Prior to commencing their discussion of this matter Board members emphasised the specific fact pattern they had considered, that they were not discussing recognition of profit on taking an ordinary sales order, and that they did not expect the proposals to result in a revenue recognition model that they would expect to be implemented in the short term.

Once a determination had been made on that fact pattern the intention was to develop a conceptual method of dealing with revenue recognition (based on the broad concepts previously agreed: that revenue and expenses should be determined by reference to assets and liabilities) which would then be road tested on a number of fact patterns.

On point a, whether an increase in net assets at contract generation gives rise to revenue, a majority of both Boards had indicated in the small group meetings that they did not understand what other possible alternative there was, and therefore agreed that this would be the case. It was noted that not all members might agree with the method suggested in determining the increase in net assets (such as measuring the performance obligation at its legal lay-off amount). However, the Board agreed that where an increase in net assets had occurred, this would result in the recognition of revenues.

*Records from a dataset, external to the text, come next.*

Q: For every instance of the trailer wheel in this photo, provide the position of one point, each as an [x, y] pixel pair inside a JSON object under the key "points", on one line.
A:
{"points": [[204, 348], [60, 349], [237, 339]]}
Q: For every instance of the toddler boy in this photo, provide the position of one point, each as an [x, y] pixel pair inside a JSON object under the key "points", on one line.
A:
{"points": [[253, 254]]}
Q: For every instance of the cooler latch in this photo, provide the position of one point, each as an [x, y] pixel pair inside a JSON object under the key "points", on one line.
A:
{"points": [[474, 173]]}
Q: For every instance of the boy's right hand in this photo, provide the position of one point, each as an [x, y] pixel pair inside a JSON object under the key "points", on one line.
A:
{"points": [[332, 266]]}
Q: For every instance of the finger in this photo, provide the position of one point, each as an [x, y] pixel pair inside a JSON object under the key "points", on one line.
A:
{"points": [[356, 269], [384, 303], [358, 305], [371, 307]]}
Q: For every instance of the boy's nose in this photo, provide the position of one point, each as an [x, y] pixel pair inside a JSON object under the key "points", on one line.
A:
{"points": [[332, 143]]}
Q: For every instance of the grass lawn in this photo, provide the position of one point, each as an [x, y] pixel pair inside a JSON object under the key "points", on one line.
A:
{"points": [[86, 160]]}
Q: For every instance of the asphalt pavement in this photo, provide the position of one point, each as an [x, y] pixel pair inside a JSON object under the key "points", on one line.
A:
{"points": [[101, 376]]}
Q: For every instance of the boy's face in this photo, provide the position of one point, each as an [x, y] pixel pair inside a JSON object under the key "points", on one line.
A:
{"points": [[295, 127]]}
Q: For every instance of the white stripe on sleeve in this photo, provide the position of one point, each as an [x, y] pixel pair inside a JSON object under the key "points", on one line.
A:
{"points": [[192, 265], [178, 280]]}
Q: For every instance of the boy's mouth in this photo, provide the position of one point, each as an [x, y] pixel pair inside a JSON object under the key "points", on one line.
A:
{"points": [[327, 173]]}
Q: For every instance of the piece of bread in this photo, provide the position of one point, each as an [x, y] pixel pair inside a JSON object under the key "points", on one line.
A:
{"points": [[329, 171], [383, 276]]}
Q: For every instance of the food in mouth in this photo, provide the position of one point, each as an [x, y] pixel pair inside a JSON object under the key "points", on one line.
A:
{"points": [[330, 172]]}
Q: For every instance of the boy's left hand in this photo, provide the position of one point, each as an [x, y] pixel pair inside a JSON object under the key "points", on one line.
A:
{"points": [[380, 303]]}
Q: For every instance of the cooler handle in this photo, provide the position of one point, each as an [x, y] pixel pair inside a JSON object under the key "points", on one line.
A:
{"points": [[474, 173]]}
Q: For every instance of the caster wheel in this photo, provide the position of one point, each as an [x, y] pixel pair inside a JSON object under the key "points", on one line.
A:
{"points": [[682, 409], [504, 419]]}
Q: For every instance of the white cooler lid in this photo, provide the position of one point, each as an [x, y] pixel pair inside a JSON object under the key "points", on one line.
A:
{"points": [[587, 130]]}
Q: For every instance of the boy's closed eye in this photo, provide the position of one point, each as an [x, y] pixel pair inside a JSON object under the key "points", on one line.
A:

On the second point, a majority of Board members agreed that a 'special' threshold should not be introduced for the measurement of revenue. They noted that where a 'special' threshold came into play this would necessarily result in the recognition of a 'special' liability (to recognise the dangling credit) which would not meet the recognition criteria for liabilities. The Board did note that its discussion paper should clearly set out the reasons why a 'special' threshold is not considered possible, in order to address the concerns of those who believe a 'special' threshold is appropriate. This discussion would include the pros and cons of such a threshold and illustrate why it is not possible or desirable. Therefore the third question relating to accounting if there is a 'special' threshold did not require resolution by the Board.